Rapor hazırlanırken sera gazı salımlarından küresel petrol
fiyatlarına kadar her şeyi göz önünde bulundurduklarını söyleyen Greenpeace
Akdeniz Enerji ve İklim Kampanyası Sorumlusu Hilal Atıcı "Sonuçta görüyoruz ki
iklim ve ekonomi arasında seçim yapmak diye bir şey yok. Gerçek seçim, uzun
vadeli bir temiz enerji vizyonu edinerek, bir yandan iklimi korumak, diğer
yandan ekonomimiz için enerji güvenliğini garanti altına almak ve halka daha
ucuz enerji sağlamaktır" dedi.
Enerji [D]evrimi raporunda 2050 yılına kadar iki muhtemel
senaryo karşılaştırması yapılıyor. İlk senaryoda, mevcut eğilim ve politikalar
devam ederse Türkiye’de enerji sektörünün nasıl bir şekil alacağını detaylı
olarak ele alınıyor. Bu senaryoya göre, 2005-2050 yılları arasında Türkiye’de
enerji sektöründen kaynaklanan kişi başına salım miktarı ikiye katlanacak ve
elektrik üretim maliyetleri yüzde 50 oranında artış gösterecek. Yenilenebilir
enerji ve enerji verimliliği politikalarının ön planda olduğu Enerji [D]evrimi
senaryosuna göre ise, kişi başına salımlar 1,1 tona düşürülüyor ve maliyetlerde
kısa vadede küçük bir artışın ardından 2 sent daha ucuz bir ortalama maliyetle
elektrik üretiliyor.
Greenpeace Uluslararası Yenilenebilir Enerji Direktörü
Sven Teske’ye göre Enerji [D]evrimi, iklim için doğru bir seçim: "Türkiye’de
artık yenilenebilir enerjiler için düğmeye basma zamanı geldi. Kaldı ki, iklimi
kurtarmak ne teknik ne de ekonomik bir meseledir. Tek ihtiyaç siyasi iradedir.
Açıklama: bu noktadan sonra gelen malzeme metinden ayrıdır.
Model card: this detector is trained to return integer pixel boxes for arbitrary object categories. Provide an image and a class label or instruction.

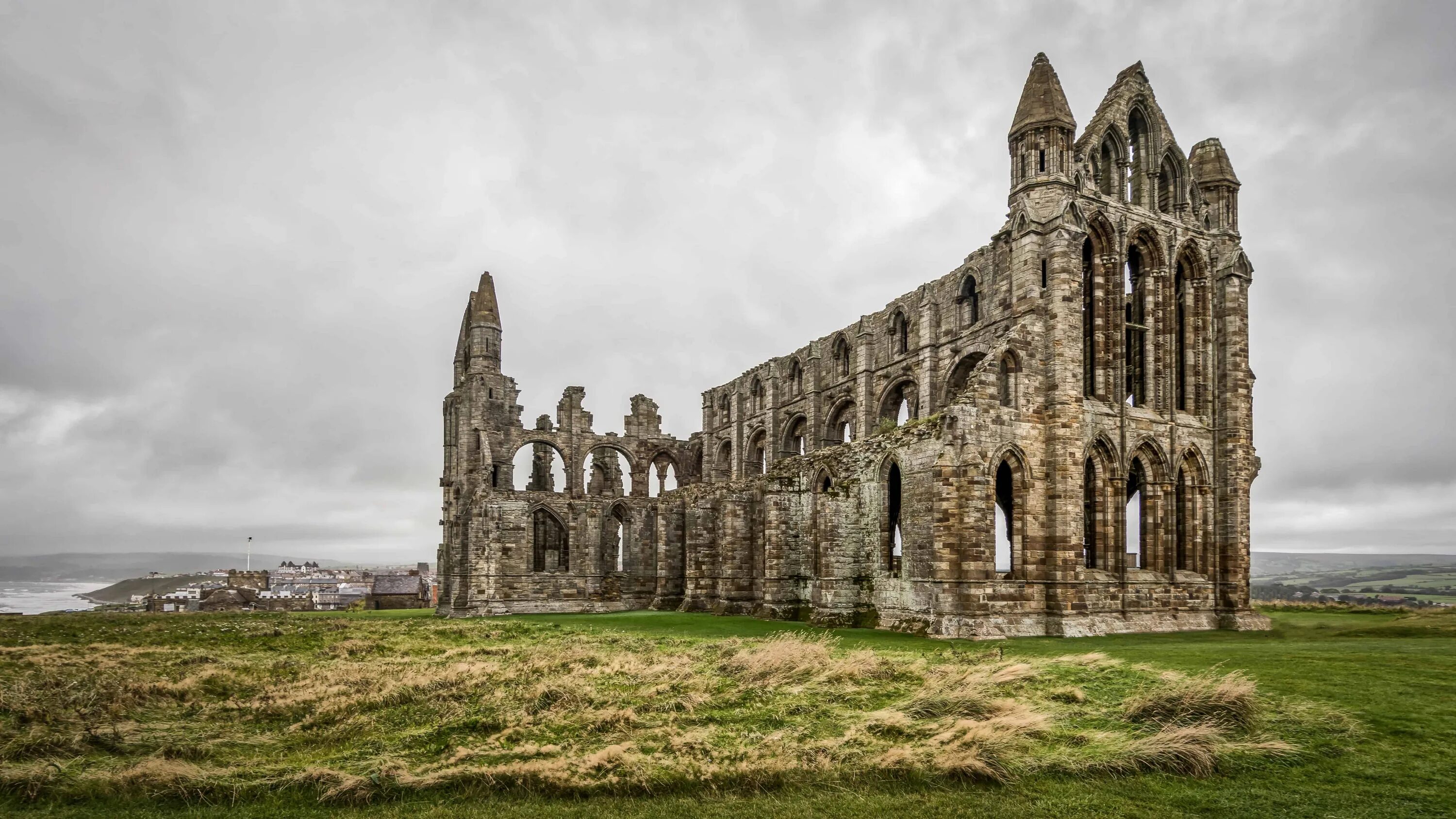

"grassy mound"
[0,615,1356,803]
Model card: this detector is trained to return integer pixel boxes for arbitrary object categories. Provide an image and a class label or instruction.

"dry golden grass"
[0,615,1351,803]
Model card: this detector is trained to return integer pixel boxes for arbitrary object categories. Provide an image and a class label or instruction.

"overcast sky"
[0,0,1456,560]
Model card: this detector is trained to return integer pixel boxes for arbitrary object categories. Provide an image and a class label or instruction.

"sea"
[0,580,111,614]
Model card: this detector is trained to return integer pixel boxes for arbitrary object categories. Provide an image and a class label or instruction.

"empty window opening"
[1082,458,1096,568]
[511,443,566,493]
[1174,261,1188,413]
[834,335,849,377]
[783,416,810,455]
[890,310,910,355]
[1127,109,1147,205]
[603,506,626,571]
[748,430,769,475]
[1174,469,1190,570]
[1127,461,1147,568]
[945,352,986,403]
[1096,133,1118,195]
[1123,248,1147,406]
[885,464,904,577]
[581,446,632,497]
[1082,239,1096,396]
[993,461,1016,573]
[997,352,1019,406]
[960,275,981,326]
[531,507,571,571]
[646,455,677,497]
[1158,154,1178,213]
[879,380,920,426]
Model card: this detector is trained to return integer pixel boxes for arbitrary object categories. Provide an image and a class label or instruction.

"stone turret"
[467,271,501,373]
[1188,137,1241,232]
[1006,54,1077,191]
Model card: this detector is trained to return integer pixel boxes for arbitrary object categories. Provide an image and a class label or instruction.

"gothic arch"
[779,413,814,456]
[986,443,1031,577]
[890,304,910,357]
[955,268,981,326]
[879,376,920,421]
[1178,446,1211,485]
[1082,433,1121,570]
[788,355,804,398]
[527,503,571,571]
[996,347,1022,410]
[830,332,853,379]
[1127,224,1168,271]
[1125,436,1168,484]
[1082,432,1123,478]
[824,396,858,446]
[877,453,904,577]
[943,348,986,405]
[744,427,773,475]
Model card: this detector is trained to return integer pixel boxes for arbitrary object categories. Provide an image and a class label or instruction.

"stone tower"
[440,54,1267,638]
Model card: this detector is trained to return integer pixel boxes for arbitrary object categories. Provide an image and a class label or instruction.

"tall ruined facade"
[440,54,1268,637]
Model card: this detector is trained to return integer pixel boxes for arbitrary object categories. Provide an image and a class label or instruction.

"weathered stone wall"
[438,55,1265,638]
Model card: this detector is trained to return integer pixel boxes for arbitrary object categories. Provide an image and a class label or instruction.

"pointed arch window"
[992,461,1016,576]
[960,275,981,326]
[1124,459,1149,568]
[601,504,628,571]
[828,402,855,445]
[1082,458,1098,568]
[1093,131,1121,195]
[1158,153,1178,213]
[999,350,1021,406]
[1174,259,1188,413]
[834,335,849,377]
[1082,237,1096,398]
[1127,108,1147,207]
[885,464,904,577]
[1123,246,1147,406]
[531,507,571,571]
[890,310,910,355]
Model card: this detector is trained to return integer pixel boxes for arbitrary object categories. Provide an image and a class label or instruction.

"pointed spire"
[1010,54,1077,134]
[470,271,501,328]
[1188,137,1239,185]
[1112,60,1147,84]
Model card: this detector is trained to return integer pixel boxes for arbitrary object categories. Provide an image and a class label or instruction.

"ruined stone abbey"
[438,54,1268,638]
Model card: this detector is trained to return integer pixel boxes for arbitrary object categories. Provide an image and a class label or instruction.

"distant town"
[82,561,440,612]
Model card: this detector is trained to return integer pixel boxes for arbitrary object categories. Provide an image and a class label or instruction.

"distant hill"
[77,574,220,603]
[0,552,354,582]
[1249,552,1456,577]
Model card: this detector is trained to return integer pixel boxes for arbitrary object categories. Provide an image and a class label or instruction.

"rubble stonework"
[438,54,1268,638]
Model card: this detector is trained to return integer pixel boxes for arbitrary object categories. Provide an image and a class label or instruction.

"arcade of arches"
[440,55,1267,638]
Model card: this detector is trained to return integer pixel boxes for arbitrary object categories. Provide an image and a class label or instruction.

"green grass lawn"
[0,612,1456,819]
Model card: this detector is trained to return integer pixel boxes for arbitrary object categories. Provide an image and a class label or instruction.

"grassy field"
[0,612,1456,819]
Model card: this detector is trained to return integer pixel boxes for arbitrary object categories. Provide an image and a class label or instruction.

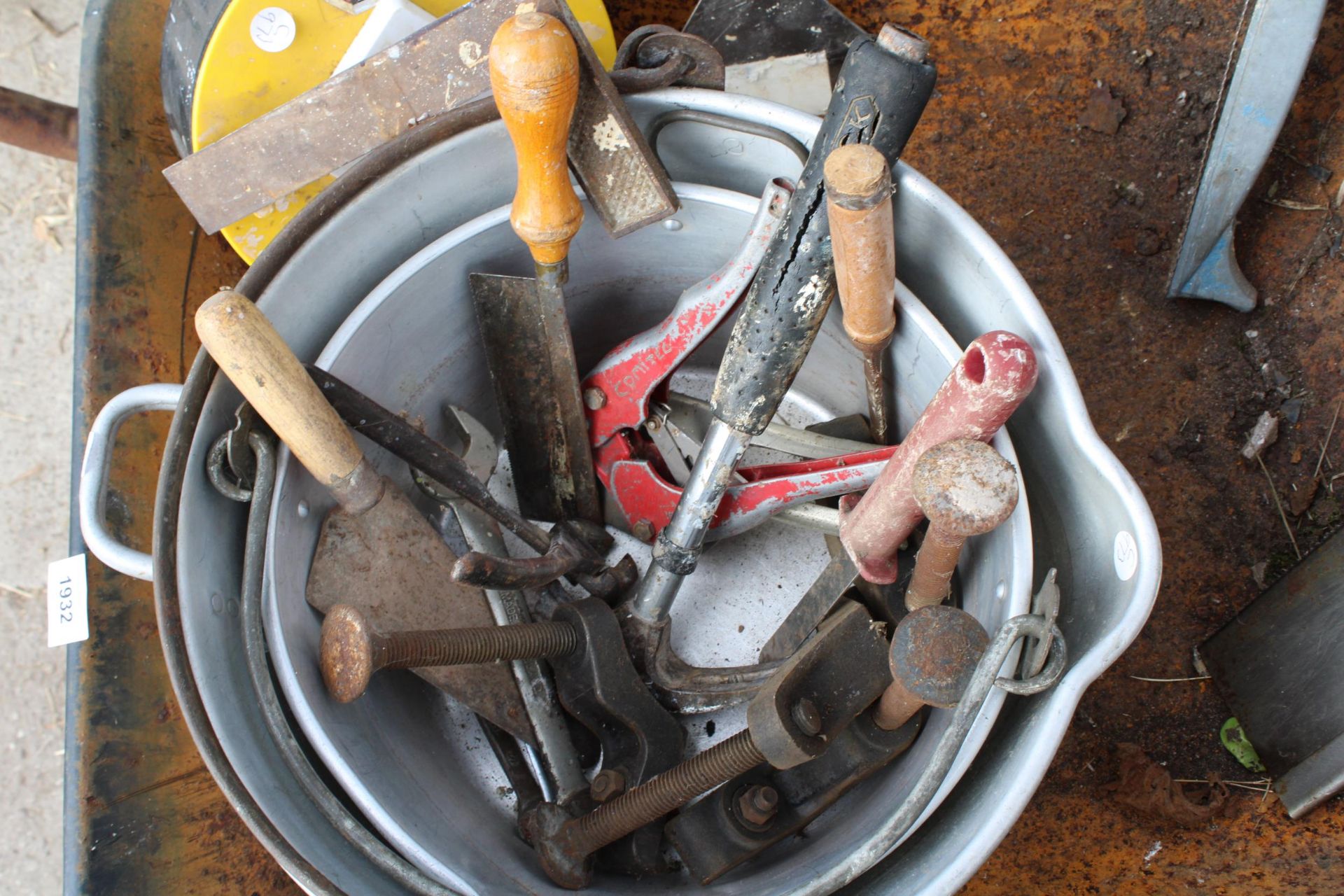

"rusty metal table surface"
[64,0,1344,896]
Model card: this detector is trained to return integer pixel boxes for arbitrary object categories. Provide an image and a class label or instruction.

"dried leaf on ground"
[1105,744,1228,827]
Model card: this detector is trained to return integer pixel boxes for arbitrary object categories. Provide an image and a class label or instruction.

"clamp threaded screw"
[320,603,580,703]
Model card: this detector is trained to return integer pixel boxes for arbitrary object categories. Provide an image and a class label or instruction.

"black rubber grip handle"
[710,38,937,435]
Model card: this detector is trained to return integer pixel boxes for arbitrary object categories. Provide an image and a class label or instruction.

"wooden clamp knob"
[196,289,364,486]
[822,144,897,348]
[491,12,583,265]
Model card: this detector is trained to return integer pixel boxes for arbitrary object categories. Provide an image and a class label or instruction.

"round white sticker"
[1116,532,1138,582]
[251,7,294,52]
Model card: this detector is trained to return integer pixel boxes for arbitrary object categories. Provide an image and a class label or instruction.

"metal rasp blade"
[470,274,602,523]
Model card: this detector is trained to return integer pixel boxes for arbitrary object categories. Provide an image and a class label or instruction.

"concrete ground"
[0,0,83,893]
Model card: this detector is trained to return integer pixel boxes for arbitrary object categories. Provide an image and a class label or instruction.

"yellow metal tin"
[191,0,615,265]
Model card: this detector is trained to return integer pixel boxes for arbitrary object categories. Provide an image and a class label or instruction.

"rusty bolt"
[589,769,625,804]
[583,386,606,411]
[736,785,780,827]
[906,440,1017,610]
[874,605,989,731]
[790,697,821,738]
[320,603,580,703]
[535,731,764,889]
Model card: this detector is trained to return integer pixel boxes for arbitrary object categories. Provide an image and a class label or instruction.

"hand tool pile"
[196,4,1063,889]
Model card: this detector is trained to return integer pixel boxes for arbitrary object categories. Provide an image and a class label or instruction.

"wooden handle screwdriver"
[822,144,897,444]
[491,12,583,282]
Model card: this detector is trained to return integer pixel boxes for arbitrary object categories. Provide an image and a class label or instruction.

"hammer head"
[891,605,989,706]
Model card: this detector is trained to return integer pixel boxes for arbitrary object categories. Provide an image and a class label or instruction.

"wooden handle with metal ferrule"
[822,144,897,348]
[196,290,364,485]
[491,12,583,265]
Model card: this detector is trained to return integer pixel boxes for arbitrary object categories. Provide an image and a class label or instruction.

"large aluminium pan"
[262,182,1032,896]
[83,90,1161,893]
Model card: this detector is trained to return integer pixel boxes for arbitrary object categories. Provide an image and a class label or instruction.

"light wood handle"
[491,12,583,265]
[822,144,897,348]
[196,290,364,486]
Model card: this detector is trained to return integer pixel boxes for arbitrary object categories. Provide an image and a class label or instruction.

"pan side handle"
[78,383,183,582]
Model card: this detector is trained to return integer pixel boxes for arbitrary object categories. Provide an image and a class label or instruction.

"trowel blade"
[308,481,536,743]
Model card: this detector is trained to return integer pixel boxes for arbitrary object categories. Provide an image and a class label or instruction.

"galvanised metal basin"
[78,90,1161,893]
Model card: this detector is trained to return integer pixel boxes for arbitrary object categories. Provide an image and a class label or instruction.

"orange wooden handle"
[822,144,897,348]
[491,12,583,265]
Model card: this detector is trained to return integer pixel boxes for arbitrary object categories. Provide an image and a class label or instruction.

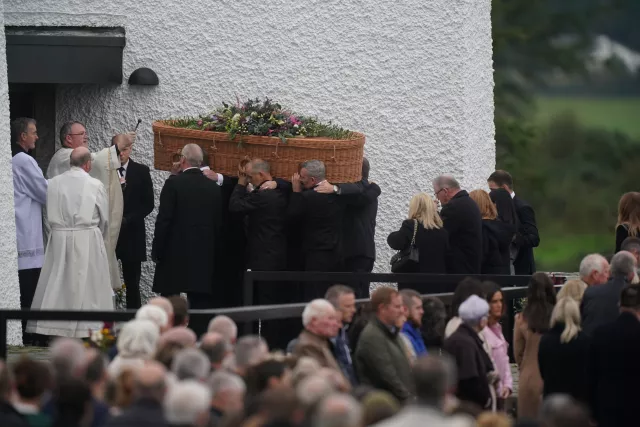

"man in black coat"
[116,147,154,309]
[580,251,637,335]
[487,170,540,275]
[151,144,223,309]
[433,175,482,274]
[587,285,640,427]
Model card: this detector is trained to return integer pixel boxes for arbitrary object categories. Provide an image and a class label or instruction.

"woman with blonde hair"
[387,193,449,294]
[616,192,640,253]
[538,296,589,404]
[469,190,516,274]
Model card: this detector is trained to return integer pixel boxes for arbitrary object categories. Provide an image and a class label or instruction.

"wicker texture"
[153,121,365,182]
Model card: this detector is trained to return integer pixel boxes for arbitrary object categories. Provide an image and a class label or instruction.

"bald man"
[27,147,113,338]
[151,144,224,335]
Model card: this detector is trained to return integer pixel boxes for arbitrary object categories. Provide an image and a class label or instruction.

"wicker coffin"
[153,121,365,182]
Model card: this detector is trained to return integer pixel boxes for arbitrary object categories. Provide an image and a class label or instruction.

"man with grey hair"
[433,175,482,274]
[27,147,113,338]
[579,254,609,286]
[580,251,638,335]
[151,144,224,335]
[443,295,493,409]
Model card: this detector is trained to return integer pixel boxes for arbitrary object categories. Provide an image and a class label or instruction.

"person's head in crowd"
[433,175,460,205]
[522,273,556,333]
[300,160,326,189]
[168,295,189,328]
[245,359,291,396]
[51,378,93,427]
[487,170,513,194]
[362,390,400,427]
[540,394,593,427]
[458,295,489,332]
[207,371,247,413]
[408,193,442,230]
[610,251,638,283]
[371,286,404,326]
[557,279,587,304]
[302,299,341,338]
[49,338,86,382]
[482,282,505,326]
[164,380,211,427]
[422,296,447,347]
[469,190,498,220]
[207,314,238,345]
[451,277,486,317]
[551,297,581,343]
[235,335,269,376]
[400,289,424,329]
[324,285,356,325]
[11,356,52,412]
[311,393,362,427]
[136,304,170,334]
[171,348,211,381]
[579,254,609,286]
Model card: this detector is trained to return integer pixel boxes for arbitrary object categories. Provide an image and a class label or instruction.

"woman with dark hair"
[513,273,556,418]
[482,282,513,408]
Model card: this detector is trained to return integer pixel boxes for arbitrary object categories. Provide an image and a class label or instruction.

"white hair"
[171,348,211,381]
[207,314,238,343]
[302,298,335,328]
[208,371,247,398]
[136,304,169,329]
[164,380,211,425]
[580,254,607,280]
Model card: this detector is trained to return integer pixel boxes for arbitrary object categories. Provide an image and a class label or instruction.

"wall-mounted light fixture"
[129,68,160,86]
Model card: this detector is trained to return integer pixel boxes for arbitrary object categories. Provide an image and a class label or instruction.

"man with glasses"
[47,121,135,289]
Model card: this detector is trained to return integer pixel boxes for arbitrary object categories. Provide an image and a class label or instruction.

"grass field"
[537,96,640,138]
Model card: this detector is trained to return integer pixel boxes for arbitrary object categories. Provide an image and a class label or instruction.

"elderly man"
[355,287,414,402]
[580,254,609,286]
[433,175,482,274]
[151,144,224,333]
[580,251,638,335]
[27,147,113,338]
[293,299,341,371]
[443,295,493,409]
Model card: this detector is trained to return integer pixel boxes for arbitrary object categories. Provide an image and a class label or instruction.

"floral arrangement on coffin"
[170,98,352,143]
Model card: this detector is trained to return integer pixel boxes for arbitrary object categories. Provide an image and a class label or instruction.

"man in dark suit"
[151,144,222,316]
[487,170,540,275]
[116,147,153,309]
[580,251,637,335]
[587,285,640,427]
[433,175,482,274]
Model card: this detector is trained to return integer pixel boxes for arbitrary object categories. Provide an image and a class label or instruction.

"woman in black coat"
[387,193,449,293]
[538,297,589,405]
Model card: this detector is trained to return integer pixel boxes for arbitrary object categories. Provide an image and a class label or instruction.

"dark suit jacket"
[440,190,482,274]
[116,159,154,261]
[229,185,287,271]
[151,168,222,294]
[587,313,640,427]
[513,196,540,275]
[580,277,628,335]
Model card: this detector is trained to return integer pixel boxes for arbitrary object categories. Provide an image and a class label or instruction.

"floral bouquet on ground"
[171,98,352,143]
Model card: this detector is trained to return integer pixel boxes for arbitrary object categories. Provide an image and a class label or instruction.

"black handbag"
[389,219,420,273]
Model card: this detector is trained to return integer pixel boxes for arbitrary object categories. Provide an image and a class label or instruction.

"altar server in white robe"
[27,147,113,338]
[11,117,47,344]
[47,122,135,289]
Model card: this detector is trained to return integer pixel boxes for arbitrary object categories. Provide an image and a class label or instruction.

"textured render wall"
[0,0,22,345]
[5,0,495,302]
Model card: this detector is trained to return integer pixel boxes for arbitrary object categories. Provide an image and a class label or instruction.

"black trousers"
[18,268,41,344]
[122,260,142,309]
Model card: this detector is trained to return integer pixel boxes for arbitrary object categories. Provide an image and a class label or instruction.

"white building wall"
[5,0,495,304]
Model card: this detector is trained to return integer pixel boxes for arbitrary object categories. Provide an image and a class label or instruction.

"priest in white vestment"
[47,122,135,289]
[27,147,114,338]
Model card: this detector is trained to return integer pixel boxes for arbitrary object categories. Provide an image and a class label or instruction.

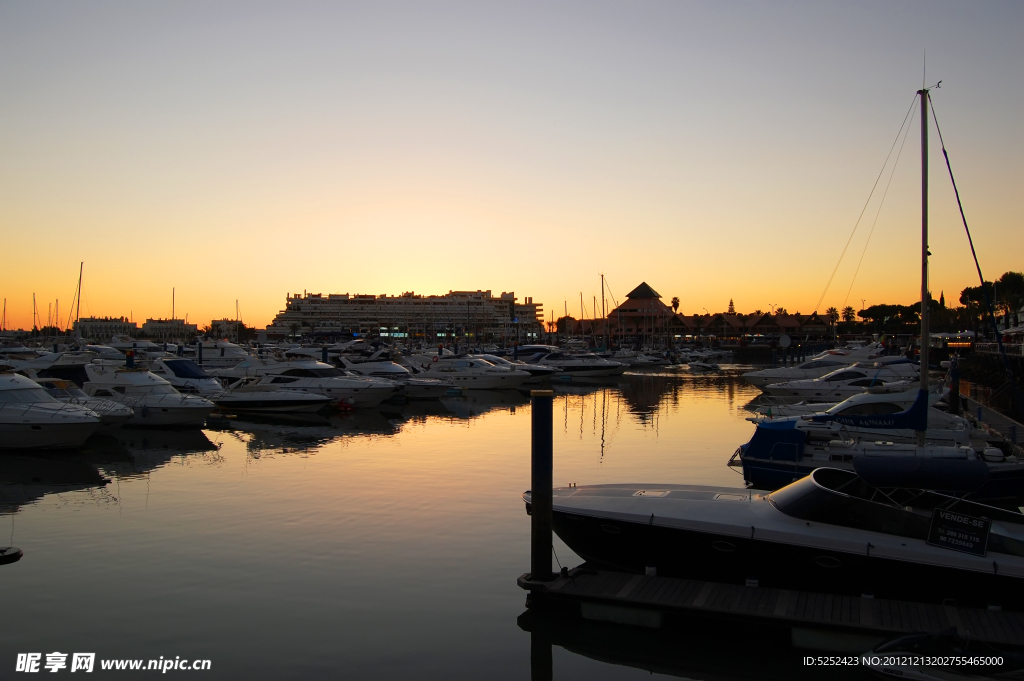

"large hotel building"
[266,291,544,342]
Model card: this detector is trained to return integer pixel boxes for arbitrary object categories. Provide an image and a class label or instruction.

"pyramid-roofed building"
[626,282,662,299]
[607,282,687,336]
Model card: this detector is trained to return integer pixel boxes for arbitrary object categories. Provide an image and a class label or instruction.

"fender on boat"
[810,390,928,430]
[853,456,988,492]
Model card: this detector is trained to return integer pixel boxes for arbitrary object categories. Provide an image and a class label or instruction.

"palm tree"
[995,271,1024,327]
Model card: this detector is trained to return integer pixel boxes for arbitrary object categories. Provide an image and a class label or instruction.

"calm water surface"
[0,371,868,680]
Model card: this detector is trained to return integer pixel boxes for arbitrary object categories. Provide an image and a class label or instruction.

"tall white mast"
[918,88,930,446]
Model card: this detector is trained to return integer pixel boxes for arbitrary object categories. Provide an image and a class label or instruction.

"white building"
[141,320,199,342]
[266,291,544,340]
[73,316,138,343]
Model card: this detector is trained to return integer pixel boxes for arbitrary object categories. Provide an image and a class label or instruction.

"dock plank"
[524,569,1024,647]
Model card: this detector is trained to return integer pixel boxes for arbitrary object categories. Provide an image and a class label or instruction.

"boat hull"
[553,503,1024,607]
[125,405,213,428]
[0,419,102,450]
[214,396,330,414]
[740,455,1024,502]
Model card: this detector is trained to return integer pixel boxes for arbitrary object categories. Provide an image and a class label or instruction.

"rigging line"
[843,100,916,308]
[921,92,1021,411]
[814,94,918,310]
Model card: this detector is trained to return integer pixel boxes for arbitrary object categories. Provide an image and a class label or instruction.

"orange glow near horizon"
[0,2,1024,329]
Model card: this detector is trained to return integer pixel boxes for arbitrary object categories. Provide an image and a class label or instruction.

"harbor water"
[0,368,868,680]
İklim krizini çözmek için şimdi kararlar alınmazsa milyonlarca insanın hayatı ve
sayısız canlının kaderi yok sayılacak. Enerji [D]evrimi’ni başlatmak hem iklim,
hem ekonomi, hem de gelecek nesiller için gerekli."
Avrupa Yenilenebilir Enerjiler Birliği (EREC) Genel Sekreteri
Christine Lins ise "Avrupa’da şimdiden yenilenebilir enerji sektöründe 450 bin
kişi istihdam ediliyor. Sektörün yıllık iş hacmi 45 milyar Avro’yu geçti. Enerji
[D]evrimi hem iklim hem de ekonomik krizle savaşmak için yenilenebilir
enerjilerin hayati bir öneme sahip olduğunu gösteriyor" dedi.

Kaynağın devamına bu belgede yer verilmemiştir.